In December 1994, a short special aired as part of Fry and Laurie Host A Christmas Night with the Stars.

In November 1995, a 4-part clip show series aired called The Best of the Real McCoy.

==Legacy==
Following the show's success, Felix Dexter was given his own pilot sketch show Felix Dexter on TV, as part of the Comic Asides series of pilots, which was broadcast on BBC Two in September 1995. Dexter also wrote and starred in the sitcom pilot Douglas broadcast on BBC Two in August 1996, based around his lawyer character from The Real McCoy. Neither pilot was picked up for a full series, despite positive reception. Douglas was repeated on BBC Two in March 2021 under the name Felix Dexter in Douglas as part of the BBC's Festival of Funny.

Meera Syal and Kulvinder Ghir went on to co-create Goodness Gracious Me for BBC Radio 4 in 1996, before adapting it for TV in 1998.

Also in 1996, a 15-minute pilot was shot for The Rub-a-Dub, which had been an ongoing black EastEnders spoof in the series (later becoming The Rub-a-Dub in Space), with only some original cast members reprising their roles and with various character and setting changes. The pilot was never broadcast and not picked up for a series.

Robbie Gee and Jo Martin went on to star in BBC One sitcom The Crouches in 2003 which ran for two series, and in which Llewella Gideon also appeared.

After spoofing EastEnders in the show, Robbie Gee went on to appear in the soap as Dexter Mulholland in 2009. Stand-up guest Richard Blackwood also later appeared as Vincent Hubbard.

Meera Syal and Jo Martin both went on to appear in the BBC comedy drama Back To Life.

Robbie Gee and Jo Martin both appeared together in the 2023 BBC comedy Black Ops.

Llewella Gideon and Jo Martin both appeared in the 2024 film Hard Truths.

Over the years, there have been various live reunion shows.

==Availability==
In 1994, a VHS simply titled The Real McCoy was released. It featured over 20 of the show's best sketches from series three, edited into two 45-minute episodes.

Despite the show's popularity, it has never been released on DVD, though a sketch from the series featuring overdubbed footage from the Doctor Who serial Earthshock was later included as an Easter egg in that serial's 2003 DVD release.

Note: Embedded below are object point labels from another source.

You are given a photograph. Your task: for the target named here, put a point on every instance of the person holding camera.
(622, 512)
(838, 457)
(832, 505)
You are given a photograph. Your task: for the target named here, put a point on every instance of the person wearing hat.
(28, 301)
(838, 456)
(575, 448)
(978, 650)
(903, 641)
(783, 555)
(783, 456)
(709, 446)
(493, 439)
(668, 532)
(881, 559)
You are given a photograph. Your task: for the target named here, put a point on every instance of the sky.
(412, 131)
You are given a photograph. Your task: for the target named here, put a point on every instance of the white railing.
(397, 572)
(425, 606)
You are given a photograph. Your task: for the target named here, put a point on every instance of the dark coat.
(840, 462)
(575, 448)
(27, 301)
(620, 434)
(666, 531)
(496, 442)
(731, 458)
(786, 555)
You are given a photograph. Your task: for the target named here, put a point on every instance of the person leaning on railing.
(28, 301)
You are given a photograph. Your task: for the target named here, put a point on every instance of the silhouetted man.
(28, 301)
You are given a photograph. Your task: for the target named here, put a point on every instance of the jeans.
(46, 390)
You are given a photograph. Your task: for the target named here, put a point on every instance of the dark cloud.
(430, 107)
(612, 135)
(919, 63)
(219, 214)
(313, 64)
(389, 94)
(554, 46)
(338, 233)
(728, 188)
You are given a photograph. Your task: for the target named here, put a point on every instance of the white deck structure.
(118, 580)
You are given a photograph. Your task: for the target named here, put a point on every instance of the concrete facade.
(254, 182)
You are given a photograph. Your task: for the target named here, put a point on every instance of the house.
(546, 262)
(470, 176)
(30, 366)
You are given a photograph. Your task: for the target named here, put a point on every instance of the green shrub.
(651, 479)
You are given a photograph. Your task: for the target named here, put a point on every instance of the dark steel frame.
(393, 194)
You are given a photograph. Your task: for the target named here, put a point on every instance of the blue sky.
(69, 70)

Series one was made available for download on the short-lived BBC Store.

All five series were made available for streaming on the BBC iPlayer from July 2020 for 12 months. It had previously been believed that the master tapes had been lost.

All five series were made available for streaming on the UK version of BritBox from September 2022.